I giovani, tutti con meno di 23 anni, erano ospiti di Casa Terre Comuni grazie all'iniziativa della Cooperativa di Comunità Orizzontegiovani di Tione, accompagnati da due sacerdoti e da una religiosa. Ad accoglierli anche don Celestino Riz, parroco del territorio pastorale di Tione e amministratore delle parrocchie della Rendena, insieme all'arcivescovo Lauro Tisi.

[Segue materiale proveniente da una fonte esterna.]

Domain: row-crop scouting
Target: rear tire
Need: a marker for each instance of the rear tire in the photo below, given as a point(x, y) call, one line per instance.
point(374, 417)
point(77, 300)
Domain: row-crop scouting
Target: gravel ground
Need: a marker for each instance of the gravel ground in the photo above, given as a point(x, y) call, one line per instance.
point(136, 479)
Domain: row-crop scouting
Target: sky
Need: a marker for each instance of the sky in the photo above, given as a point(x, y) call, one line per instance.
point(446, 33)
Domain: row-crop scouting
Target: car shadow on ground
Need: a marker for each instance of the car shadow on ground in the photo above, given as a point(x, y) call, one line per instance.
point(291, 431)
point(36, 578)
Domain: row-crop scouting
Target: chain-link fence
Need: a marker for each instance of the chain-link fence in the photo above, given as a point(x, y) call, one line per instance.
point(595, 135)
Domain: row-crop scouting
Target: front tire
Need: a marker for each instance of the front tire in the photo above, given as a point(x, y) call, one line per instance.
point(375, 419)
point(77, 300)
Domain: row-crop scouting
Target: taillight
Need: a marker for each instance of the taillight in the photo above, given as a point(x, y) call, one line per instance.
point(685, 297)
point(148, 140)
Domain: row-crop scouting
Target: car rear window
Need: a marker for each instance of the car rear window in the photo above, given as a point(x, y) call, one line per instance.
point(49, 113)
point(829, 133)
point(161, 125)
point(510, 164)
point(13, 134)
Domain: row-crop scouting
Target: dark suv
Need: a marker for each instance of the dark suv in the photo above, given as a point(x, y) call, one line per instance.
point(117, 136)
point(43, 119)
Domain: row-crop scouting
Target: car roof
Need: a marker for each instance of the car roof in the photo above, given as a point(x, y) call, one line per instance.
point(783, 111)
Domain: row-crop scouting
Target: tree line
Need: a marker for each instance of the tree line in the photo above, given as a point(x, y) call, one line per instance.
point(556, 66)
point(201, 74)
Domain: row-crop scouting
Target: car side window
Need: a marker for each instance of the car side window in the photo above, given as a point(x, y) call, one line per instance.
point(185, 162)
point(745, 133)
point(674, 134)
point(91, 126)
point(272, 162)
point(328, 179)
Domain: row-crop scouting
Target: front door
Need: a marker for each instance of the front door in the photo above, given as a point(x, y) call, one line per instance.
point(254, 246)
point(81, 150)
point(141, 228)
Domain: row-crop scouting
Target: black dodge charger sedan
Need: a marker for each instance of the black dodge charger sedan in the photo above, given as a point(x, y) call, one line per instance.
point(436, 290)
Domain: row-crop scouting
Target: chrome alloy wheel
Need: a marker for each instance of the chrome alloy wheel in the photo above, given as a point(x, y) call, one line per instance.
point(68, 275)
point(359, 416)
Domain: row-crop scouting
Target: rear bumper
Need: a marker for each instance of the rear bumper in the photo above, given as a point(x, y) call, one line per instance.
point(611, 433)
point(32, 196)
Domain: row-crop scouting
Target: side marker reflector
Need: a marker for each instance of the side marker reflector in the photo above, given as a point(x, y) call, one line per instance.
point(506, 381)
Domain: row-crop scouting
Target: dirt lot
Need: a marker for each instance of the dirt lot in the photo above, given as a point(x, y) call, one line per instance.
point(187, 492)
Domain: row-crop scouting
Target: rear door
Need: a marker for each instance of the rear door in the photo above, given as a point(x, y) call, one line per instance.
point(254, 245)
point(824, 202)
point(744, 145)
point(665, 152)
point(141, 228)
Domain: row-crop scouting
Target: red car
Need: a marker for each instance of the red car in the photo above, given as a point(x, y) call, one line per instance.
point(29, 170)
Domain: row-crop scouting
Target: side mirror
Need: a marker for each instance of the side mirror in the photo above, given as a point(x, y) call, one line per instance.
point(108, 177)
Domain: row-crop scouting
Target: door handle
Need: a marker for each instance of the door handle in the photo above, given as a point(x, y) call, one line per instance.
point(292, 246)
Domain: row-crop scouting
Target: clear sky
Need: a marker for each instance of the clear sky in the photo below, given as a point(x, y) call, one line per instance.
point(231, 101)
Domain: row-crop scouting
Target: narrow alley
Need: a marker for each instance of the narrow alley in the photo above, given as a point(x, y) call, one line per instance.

A colpire profondamente l'arcivescovo non è stato soltanto il racconto della guerra vissuta quotidianamente, ma soprattutto la maturità con cui questi giovani guardano al futuro. «Mi hanno detto che stanno lottando per impedire che, anche quando questa guerra finirà – e ovviamente non sanno quando – la loro vita sia strutturata attorno all'odio», ha raccontato Tisi, intervenendo a Soraga nell'ambito degli incontri di Ispirazioni d'Estate.